On Dec 17, 2021, at 8:02 PM, Linus Torvalds torvalds@linux-foundation.org wrote:
On Fri, Dec 17, 2021 at 3:53 PM Nadav Amit namit@vmware.com wrote:
I understand the discussion mainly revolves correctness, which is obviously the most important property, but I would like to mention that having transient get_page() calls causing unnecessary COWs can cause hard-to-analyze and hard-to-avoid performance degradation.
Note that the COW itself is pretty cheap. Yes, there's the page allocation and copy, but it's mostly a local thing.
I don’t know about the page-lock overhead, but I understand your argument.
Having said that, I do know a bit about TLB flushes, which you did not mention as overheads of COW. Such flushes can be quite expensive on multithreaded workloads (specifically on VMs, but lets put those aside).
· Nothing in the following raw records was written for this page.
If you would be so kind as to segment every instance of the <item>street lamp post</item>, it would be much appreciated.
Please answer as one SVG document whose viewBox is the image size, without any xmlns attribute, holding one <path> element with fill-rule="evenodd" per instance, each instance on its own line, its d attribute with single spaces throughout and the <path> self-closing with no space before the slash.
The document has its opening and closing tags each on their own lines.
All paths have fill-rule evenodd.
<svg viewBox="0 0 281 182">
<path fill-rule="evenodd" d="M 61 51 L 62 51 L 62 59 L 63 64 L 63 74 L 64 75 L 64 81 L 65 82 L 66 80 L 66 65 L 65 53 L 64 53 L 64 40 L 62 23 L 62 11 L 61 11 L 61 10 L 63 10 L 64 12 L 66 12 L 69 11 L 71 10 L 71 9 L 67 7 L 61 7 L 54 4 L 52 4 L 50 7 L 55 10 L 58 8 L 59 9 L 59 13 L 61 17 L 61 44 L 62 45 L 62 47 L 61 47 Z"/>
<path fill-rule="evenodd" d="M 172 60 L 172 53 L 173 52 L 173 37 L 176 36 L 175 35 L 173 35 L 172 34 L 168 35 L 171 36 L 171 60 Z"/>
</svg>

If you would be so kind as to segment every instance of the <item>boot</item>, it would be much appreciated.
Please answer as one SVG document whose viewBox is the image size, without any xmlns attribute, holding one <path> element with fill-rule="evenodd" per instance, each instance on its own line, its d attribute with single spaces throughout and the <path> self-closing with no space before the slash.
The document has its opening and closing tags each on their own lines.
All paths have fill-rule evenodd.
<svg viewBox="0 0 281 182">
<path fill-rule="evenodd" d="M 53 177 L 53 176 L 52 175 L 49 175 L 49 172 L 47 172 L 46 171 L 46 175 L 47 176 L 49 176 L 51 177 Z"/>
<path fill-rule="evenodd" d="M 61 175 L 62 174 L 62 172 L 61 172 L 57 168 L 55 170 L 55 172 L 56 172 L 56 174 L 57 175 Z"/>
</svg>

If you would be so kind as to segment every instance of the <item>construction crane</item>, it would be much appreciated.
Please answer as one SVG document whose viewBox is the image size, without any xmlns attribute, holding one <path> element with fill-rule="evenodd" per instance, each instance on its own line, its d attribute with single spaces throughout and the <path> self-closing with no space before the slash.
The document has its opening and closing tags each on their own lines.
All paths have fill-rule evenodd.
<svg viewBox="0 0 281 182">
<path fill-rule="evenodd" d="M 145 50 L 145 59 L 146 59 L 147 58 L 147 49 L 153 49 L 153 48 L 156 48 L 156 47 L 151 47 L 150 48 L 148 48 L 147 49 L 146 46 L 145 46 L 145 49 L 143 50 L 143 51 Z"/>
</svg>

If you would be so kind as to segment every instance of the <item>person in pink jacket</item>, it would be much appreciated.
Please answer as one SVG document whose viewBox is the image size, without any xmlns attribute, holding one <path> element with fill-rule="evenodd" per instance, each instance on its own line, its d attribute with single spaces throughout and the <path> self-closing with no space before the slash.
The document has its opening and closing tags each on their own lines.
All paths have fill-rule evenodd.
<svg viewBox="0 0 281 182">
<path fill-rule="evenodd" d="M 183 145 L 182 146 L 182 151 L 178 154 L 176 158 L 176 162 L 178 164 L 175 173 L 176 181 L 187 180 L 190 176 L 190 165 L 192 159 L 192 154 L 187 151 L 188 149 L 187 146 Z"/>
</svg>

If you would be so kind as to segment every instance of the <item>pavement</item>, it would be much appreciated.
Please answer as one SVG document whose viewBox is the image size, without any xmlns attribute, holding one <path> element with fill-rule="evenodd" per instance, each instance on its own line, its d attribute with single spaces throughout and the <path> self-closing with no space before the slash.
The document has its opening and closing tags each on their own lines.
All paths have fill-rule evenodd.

Take for instance memcached and assume you overcommit memory with a very fast swap (e.g., pmem, zram, perhaps even slower). Now, it turns out memcached often accesses a page first for read and shortly after for write. I encountered, in a similar scenario, that the page reference that lru_cache_add() takes during the first faultin event (for read), causes a COW on a write page-fault that happens shortly after [1]. So on memcached I assume this would also trigger frequent unnecessary COWs.
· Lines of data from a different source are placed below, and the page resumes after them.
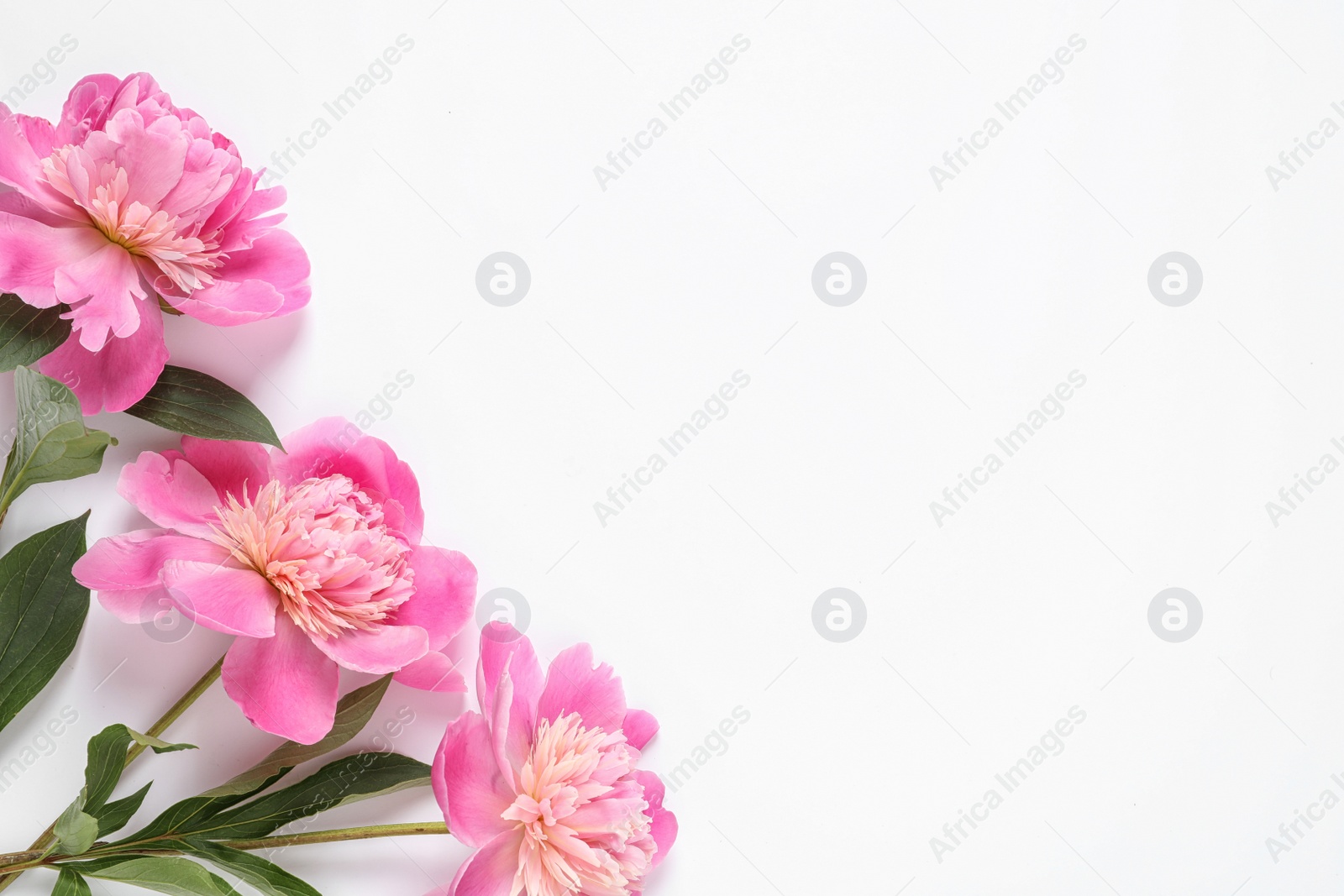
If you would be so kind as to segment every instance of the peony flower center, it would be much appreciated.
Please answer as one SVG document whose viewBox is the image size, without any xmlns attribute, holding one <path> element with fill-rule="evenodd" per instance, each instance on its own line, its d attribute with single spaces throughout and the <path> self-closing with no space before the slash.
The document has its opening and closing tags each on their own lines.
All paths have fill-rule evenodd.
<svg viewBox="0 0 1344 896">
<path fill-rule="evenodd" d="M 223 255 L 219 243 L 195 232 L 199 226 L 183 226 L 179 218 L 132 199 L 130 179 L 117 163 L 98 163 L 82 148 L 62 146 L 42 168 L 47 183 L 79 206 L 98 232 L 152 261 L 177 290 L 191 293 L 215 282 L 211 271 Z"/>
<path fill-rule="evenodd" d="M 323 638 L 372 629 L 414 594 L 410 547 L 387 531 L 383 508 L 348 477 L 285 488 L 215 508 L 215 541 L 266 576 L 298 627 Z"/>
<path fill-rule="evenodd" d="M 523 832 L 509 896 L 637 892 L 657 846 L 637 751 L 577 713 L 542 721 L 503 813 Z"/>
</svg>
Besides page allocation and copy, COW would then require a TLB flush, which, when performed locally, might not be too bad (~200 cycles). But if memcached has many threads, as it usually does, then you need a TLB shootdown and this one can be expensive (microseconds). If you start getting a TLB shootdown storm, you may avoid some IPIs since you see that other CPUs already queued IPIs for the target CPU. But then the kernel would flush the entire TLB on the the target CPU, as it realizes that multiple TLB flushes were queued, and as it assumes that a full TLB flush would be cheaper.
[ I can try to run a benchmark during the weekend to measure the impact, as I did not really measure the impact on memcached before/after 5.8. ]
So I am in no position to prioritize one overhead over the other, but I do not think that COW can be characterized as mostly-local and cheap in the case of multithreaded workloads.
[1] https://lore.kernel.org/linux-mm/0480D692-D9B2-429A-9A88-9BBA1331AC3A@gmail....